RateCity analysis shows the 25 basis point increase will lift monthly repayments by $65 for someone with a $500,000 loan, $98 for a $750,000 loan and by $130 on a $1 million loan.

Should the cash rate increase to 2.6% in 2024 as NAB predicts, someone with a $500,000 mortgage could see their monthly repayments rise by $675 compared to what they are currently paying. Monthly repayments on a $750,000 loan would increase by a total of $1013 and by $1350 for a $1 million loan.
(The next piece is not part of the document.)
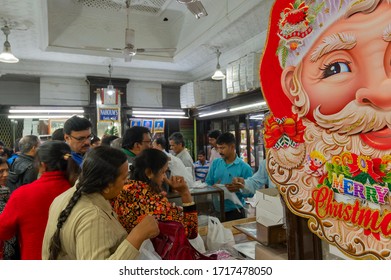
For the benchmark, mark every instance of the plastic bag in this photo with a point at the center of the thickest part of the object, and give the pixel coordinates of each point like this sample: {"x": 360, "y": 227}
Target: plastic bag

Mortgage repayments could end up rising by hundreds of dollars a month. Picture: Getty


RateCity.com.au research director Sally Tindall said the 0.35% cash rate is still incredibly low historically, but there are more hikes coming.

“Australians with a home loan should now brace for more pain, as this is only the beginning of a series of hikes ahead," Ms Tindall said.

Mr Ryan said pricing in financial markets implied the cash rate will be above 2.5% at the end of 2022, which would mean it rises by more than 2.2 percentage points.

"If mortgage rates increase by the same amount - and it is entirely possible they increase by more than that as lenders look to repair their net interest margins - that would double the average rate on new loans from the current 2.5% to 5%," Mr Ryan said.

"This is a very steep increase. It would quickly take mortgage rates back to levels not seen in almost a decade, in 2013."